The collision ejection theory explains the formation of the moon; the theory postulates that the moon were formed from debris from the earth surface after the earth was hit by a large planetary body assumed to be the size of Mars. According to this theory the collision caused the ejection of materials and debris from the earth’s surface, the debris and vaporized rock material cooled to form the moon (Canup and Erik 710).
The theory further explains some of the known facts and composition of the moon, the material ejected from the earth may have condensed in or near the ecliptic plane, rendering the moon in the known orbit it has today. The composition of the moon, which is known to be less rich in iron is attributed to the fact that it may have retained little of the iron core after the collision.
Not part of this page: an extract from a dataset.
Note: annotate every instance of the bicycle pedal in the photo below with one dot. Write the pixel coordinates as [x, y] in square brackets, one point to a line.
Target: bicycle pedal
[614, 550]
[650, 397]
This is because the material had sunk deep into the earth before the collision. Additionally the rock materials that were ejected after the collision were vaporized and depleted of volatile elements and water hence the low water content of the moon compared to the earth as established today (Canup and Erik 710).
The theory also explains why the earth’s axial rotation is tilted 23 degrees; it is a result of the collision which resulted in the tipping of the earth hence the different season we experience today. Additionally one substantial evidence supporting this theory is the moon's orbit having similar orientation with the earth’s rotation or spin. This consistency with observation explains two different observations which are composition and properties of the moon, and the tilting of the earth. The theory appeals to most scientists as a theory explaining the formation of the moon (Canup and Erik 710).
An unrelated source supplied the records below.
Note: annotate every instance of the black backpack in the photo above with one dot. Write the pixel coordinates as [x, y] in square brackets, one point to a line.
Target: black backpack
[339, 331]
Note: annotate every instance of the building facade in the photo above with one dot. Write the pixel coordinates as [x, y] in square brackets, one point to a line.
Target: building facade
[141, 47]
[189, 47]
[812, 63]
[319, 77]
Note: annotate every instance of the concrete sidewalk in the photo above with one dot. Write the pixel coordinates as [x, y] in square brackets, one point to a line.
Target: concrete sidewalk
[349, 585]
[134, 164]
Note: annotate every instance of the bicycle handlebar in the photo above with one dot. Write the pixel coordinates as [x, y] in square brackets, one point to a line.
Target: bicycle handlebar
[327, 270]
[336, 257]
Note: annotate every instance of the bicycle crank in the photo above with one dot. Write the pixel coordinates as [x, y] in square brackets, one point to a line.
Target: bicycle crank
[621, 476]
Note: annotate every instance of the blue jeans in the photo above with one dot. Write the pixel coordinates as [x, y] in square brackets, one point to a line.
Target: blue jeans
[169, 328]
How would a planet orbiting a first generation star be different from planets formed today? Could humans exist on that world? Why or why not?
The planets that orbit, a first generation star will contain only hydrogen and helium that were made in the stars (Spencer 20). On the other hand, planets forming today contain elements that were made in the stars these are hydrogen and helium and, in addition, contain those elements made in the big bang (Spencer 20). Humans could not exist in the earlier planets due to the absence of carbon and oxygen needed for life. Silicon and iron are needed for the formation of planets that can support life. These elements were only made in the big bang (Spencer 20). Planets that orbit first generation stars contain only hydrogen and helium and thus cannot support life.
Ambrosio, M., et al. "Search for the sidereal and solar diurnal modulations” Physical Review D 67.4 (2003): 042002.
Canup, Robin M., and Erik Asphaug. "Origin of the Moon in a giant impact near the end of the Earth's formation." Nature 412.6848 (2001): 708-712.
Condie, Kent C. Plate Tectonics. Butterworth-Heinemann, 1997.
Jellinek, A. Mark, and Michael Manga. "Links between long-lived hot spots, mantle plumes, d ″, and plate tectonics." Reviews of Geophysics 42.3 (2004).
O'Connell, Richard J. "On the scale of mantle convection." Tectonophysics 38.1 (1977): 119-136.
Spencer, Wayne R. "The existence and origin of extra solar planets." Journal of Creation 15.1 (2001): 17-25.